Why physical science decays so fast
Some knowledge is sticky because it connects to something you already feel — a story, an image, a lived experience. Physical Science, taught badly, has none of that to hold onto. It is procedures and relationships: read the distance off the ruler, divide by the time on the stopwatch, and call the answer a speed. A procedure you have memorized but not understood is held in place by nothing. The moment you stop rehearsing it, it slides off.
Two topics in particular are notorious for this, and both are load-bearing for everything that comes after:
- Forces and motion. It is the grammar of physical science — every later unit assumes you can describe how things move. Memorize “force equals mass times acceleration” as a formula without grasping that a push simply changes an object's motion, and the whole idea evaporates the week after the test, taking the rest of the year's problems with it.
- Energy. It asks the student to hold a genuinely strange idea — that energy is never made or destroyed, only moved around and changed from one form into another — and reason about where it goes. Crammed, it becomes a fog of half-remembered formulas. Mastered, it becomes intuition.
When these decay, they don't fail quietly. They pull down heat, waves, and electricity and magnetism with them, because those later units assume the earlier ones are still standing.
Learn, Master, Retain
The course replaces the test-and-move-on cycle with a three-stage one: Learn → Master → Retain. Learn is the first encounter with the idea, on Concept Day and at the bench. Master is the harder threshold — the student can reproduce the reasoning, explain it, and apply it to a problem they haven't seen before. And Retain is the part the ordinary model skips entirely: deliberately returning to the idea after time has passed, so it is rebuilt rather than allowed to fade.

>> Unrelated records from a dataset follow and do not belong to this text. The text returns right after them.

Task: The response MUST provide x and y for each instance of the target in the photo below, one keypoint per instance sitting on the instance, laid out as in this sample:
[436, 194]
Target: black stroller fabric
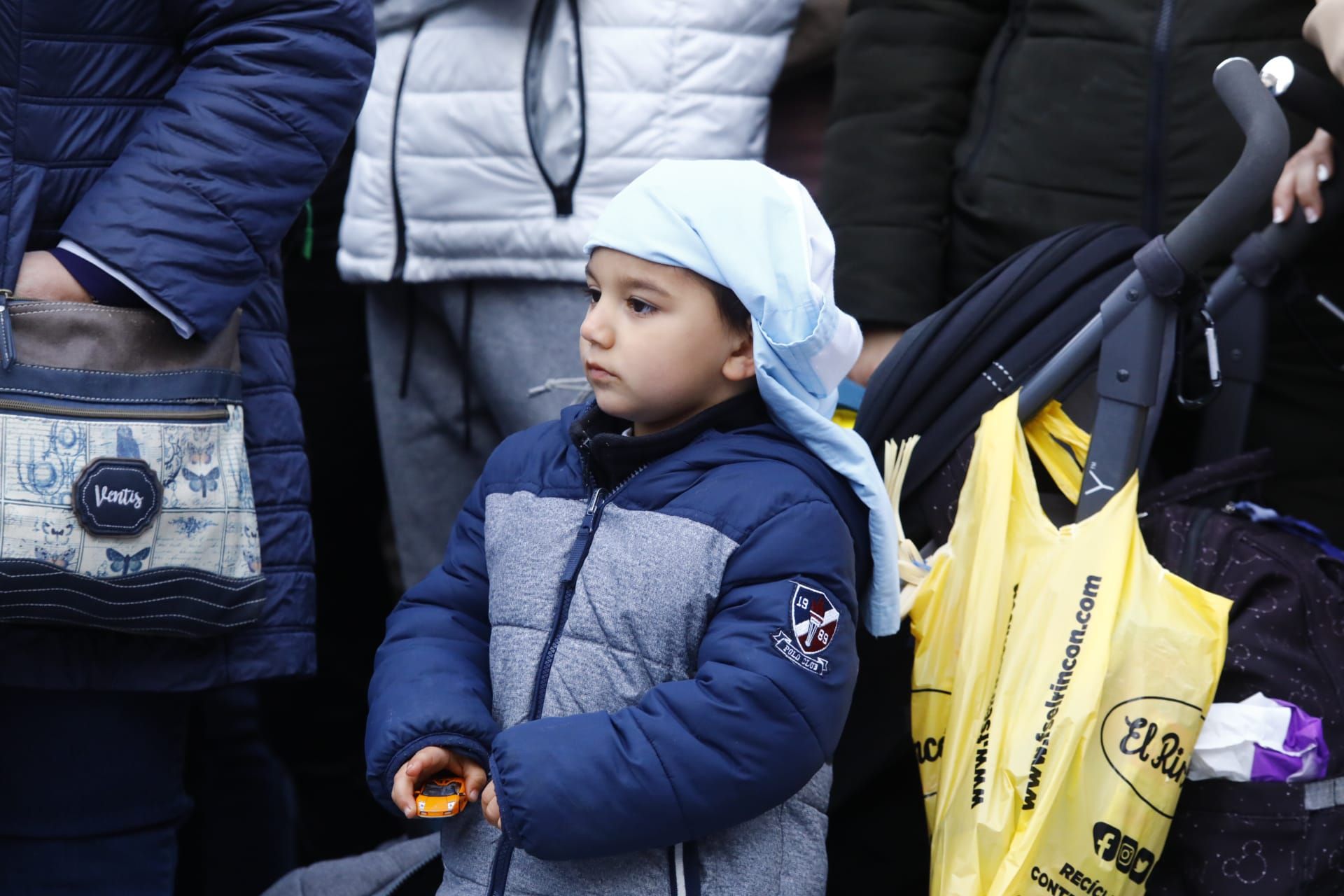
[1287, 630]
[958, 363]
[942, 375]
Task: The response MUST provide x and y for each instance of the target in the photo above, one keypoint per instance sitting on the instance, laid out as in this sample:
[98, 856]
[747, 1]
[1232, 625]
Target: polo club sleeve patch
[812, 626]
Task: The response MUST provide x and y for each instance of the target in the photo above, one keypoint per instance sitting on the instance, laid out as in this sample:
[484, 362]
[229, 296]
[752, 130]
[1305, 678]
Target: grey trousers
[452, 365]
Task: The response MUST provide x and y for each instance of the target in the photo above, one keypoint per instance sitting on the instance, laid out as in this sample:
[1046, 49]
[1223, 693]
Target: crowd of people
[512, 276]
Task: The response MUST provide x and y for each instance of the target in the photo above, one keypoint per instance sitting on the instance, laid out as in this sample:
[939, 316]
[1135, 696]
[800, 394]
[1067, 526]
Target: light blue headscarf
[761, 235]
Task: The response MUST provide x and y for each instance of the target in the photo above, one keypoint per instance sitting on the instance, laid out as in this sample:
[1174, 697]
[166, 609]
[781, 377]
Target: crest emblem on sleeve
[813, 621]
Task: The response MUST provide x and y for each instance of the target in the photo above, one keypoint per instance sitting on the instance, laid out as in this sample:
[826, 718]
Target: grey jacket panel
[366, 875]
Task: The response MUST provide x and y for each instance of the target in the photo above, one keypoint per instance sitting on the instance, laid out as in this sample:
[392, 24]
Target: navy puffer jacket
[655, 663]
[178, 140]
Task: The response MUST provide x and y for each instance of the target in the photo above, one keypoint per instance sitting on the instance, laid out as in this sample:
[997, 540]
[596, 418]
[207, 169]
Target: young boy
[644, 625]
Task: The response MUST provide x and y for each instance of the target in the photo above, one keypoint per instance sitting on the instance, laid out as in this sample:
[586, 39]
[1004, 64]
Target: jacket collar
[612, 457]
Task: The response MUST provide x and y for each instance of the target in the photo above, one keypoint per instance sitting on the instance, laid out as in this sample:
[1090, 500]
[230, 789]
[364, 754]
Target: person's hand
[429, 762]
[1303, 176]
[876, 346]
[491, 806]
[41, 276]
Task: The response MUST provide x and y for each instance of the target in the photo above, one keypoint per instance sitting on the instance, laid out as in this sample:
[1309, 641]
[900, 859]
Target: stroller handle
[1225, 216]
[1317, 99]
[1231, 210]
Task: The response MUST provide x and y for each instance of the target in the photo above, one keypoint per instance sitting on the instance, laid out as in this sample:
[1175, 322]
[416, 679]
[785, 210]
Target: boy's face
[655, 347]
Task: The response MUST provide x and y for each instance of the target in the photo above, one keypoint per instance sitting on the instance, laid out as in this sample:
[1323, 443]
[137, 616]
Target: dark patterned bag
[1285, 640]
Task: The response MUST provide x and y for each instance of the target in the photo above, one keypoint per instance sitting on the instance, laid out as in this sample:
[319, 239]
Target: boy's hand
[491, 806]
[429, 762]
[1303, 178]
[41, 276]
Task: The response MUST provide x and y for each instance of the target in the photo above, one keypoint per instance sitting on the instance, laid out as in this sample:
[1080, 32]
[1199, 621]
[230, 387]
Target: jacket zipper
[398, 213]
[561, 194]
[1154, 186]
[1011, 34]
[578, 554]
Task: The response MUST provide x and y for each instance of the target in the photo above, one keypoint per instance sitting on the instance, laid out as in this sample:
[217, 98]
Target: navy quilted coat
[178, 140]
[656, 672]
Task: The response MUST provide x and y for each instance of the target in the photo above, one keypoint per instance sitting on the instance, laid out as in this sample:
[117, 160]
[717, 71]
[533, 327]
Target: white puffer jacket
[496, 131]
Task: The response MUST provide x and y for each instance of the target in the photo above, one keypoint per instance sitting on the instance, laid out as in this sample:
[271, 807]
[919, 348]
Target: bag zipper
[578, 554]
[112, 413]
[398, 213]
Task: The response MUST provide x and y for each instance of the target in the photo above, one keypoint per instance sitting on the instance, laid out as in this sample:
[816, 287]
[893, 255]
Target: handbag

The engine for that last stage is two well-established practices that the course bakes into its schedule:
- Spaced practice. Instead of one concentrated burst before a test, a concept is revisited at widening intervals. Each return is slightly effortful — you have to reconstruct a little — and that effort is precisely what cements it.
- Retrieval. The student is asked to produce the answer from memory before checking it, not to re-read until it feels familiar. Pulling the idea of energy conservation out of your own head, repeatedly, is what makes it stay there. Recognition feels like learning and isn't; retrieval feels harder and is.

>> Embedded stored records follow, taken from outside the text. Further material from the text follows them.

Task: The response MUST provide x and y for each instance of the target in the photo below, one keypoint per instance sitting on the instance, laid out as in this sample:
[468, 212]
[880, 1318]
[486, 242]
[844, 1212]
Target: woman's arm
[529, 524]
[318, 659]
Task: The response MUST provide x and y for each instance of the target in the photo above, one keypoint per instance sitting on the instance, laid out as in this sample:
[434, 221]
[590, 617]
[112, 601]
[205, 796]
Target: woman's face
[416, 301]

Mastery is not seat-time. A student does not understand energy because the calendar spent two weeks on it. They understand it when they can rebuild the reasoning on demand — and that is what we measure.

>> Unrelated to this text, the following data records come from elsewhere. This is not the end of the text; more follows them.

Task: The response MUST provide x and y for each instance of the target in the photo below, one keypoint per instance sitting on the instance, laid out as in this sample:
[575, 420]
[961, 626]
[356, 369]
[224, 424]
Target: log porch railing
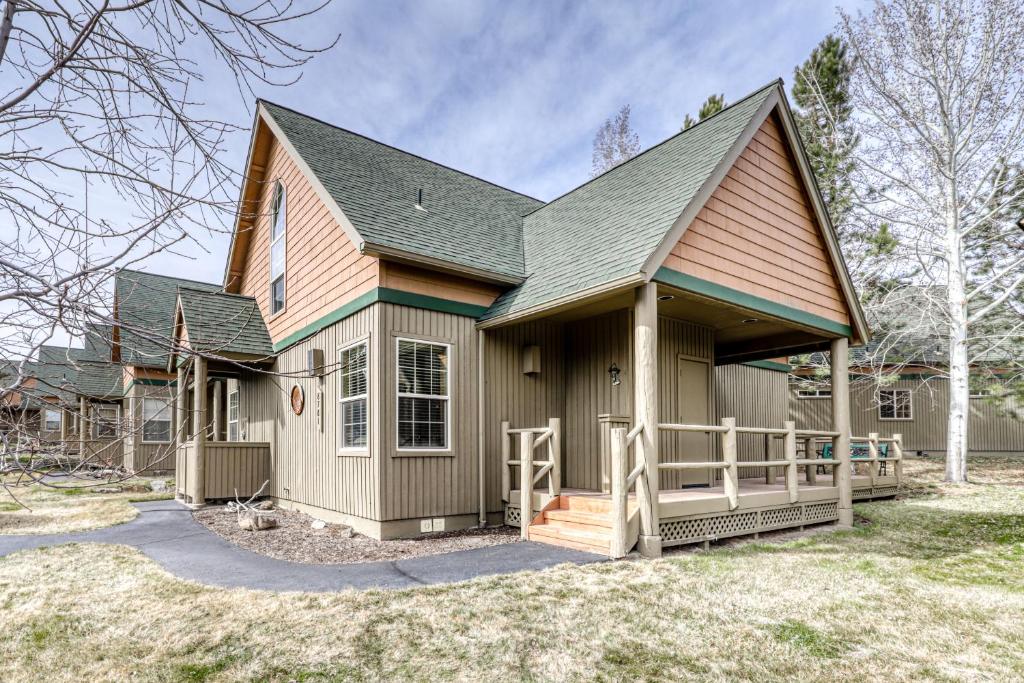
[530, 438]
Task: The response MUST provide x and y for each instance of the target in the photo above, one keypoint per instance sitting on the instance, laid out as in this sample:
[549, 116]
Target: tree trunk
[956, 428]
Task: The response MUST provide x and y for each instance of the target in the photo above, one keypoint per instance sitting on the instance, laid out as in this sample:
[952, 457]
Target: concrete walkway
[167, 532]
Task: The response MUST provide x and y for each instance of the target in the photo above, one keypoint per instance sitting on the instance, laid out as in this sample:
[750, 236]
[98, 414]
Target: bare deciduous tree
[939, 94]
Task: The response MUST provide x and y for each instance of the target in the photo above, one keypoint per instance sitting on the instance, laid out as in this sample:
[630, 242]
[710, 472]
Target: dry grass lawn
[71, 506]
[929, 588]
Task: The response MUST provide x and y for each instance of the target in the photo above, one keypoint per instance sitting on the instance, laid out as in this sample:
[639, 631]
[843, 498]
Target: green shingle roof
[606, 228]
[224, 324]
[145, 308]
[467, 221]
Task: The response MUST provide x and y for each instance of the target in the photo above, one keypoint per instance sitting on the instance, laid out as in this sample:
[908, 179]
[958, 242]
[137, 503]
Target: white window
[232, 416]
[423, 395]
[156, 421]
[105, 423]
[278, 239]
[354, 378]
[895, 404]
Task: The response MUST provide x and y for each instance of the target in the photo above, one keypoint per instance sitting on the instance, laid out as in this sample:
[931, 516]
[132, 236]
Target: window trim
[96, 421]
[413, 451]
[238, 417]
[170, 421]
[356, 450]
[909, 403]
[46, 421]
[272, 241]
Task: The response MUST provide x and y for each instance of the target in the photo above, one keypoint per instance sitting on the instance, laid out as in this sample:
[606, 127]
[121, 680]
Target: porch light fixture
[614, 372]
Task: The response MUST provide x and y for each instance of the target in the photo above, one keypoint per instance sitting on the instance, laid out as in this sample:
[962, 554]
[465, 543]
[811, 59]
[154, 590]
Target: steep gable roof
[606, 228]
[145, 304]
[223, 324]
[464, 220]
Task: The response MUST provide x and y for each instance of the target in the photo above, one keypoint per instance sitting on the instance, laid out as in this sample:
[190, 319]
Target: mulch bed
[295, 541]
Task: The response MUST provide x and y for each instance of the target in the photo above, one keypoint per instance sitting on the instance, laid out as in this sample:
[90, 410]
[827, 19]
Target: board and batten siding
[988, 429]
[523, 400]
[757, 233]
[324, 269]
[757, 397]
[430, 483]
[305, 465]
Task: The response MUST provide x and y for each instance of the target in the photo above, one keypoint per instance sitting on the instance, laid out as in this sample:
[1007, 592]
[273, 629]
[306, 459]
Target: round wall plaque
[298, 399]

Why mastery beats seat-time
The old model confuses coverage with learning. It assumes that if a topic was taught, and time was spent, and a test was passed, then learning occurred. But the forgetting curve does not care how many days the syllabus allotted. It only responds to whether the knowledge was built deeply and revisited deliberately.
So in this course a student advances through a concept when they have actually mastered it — demonstrated, in their own words and their own work, that they can reproduce and apply it — and not merely because the unit is "over." "Not yet" is an honest and expected default, not a failure. The rubrics are what make that judgment fair and repeatable. The goal was never to get the student through the test in October. It was to make sure they can still do the physical science in March — and in the year after that.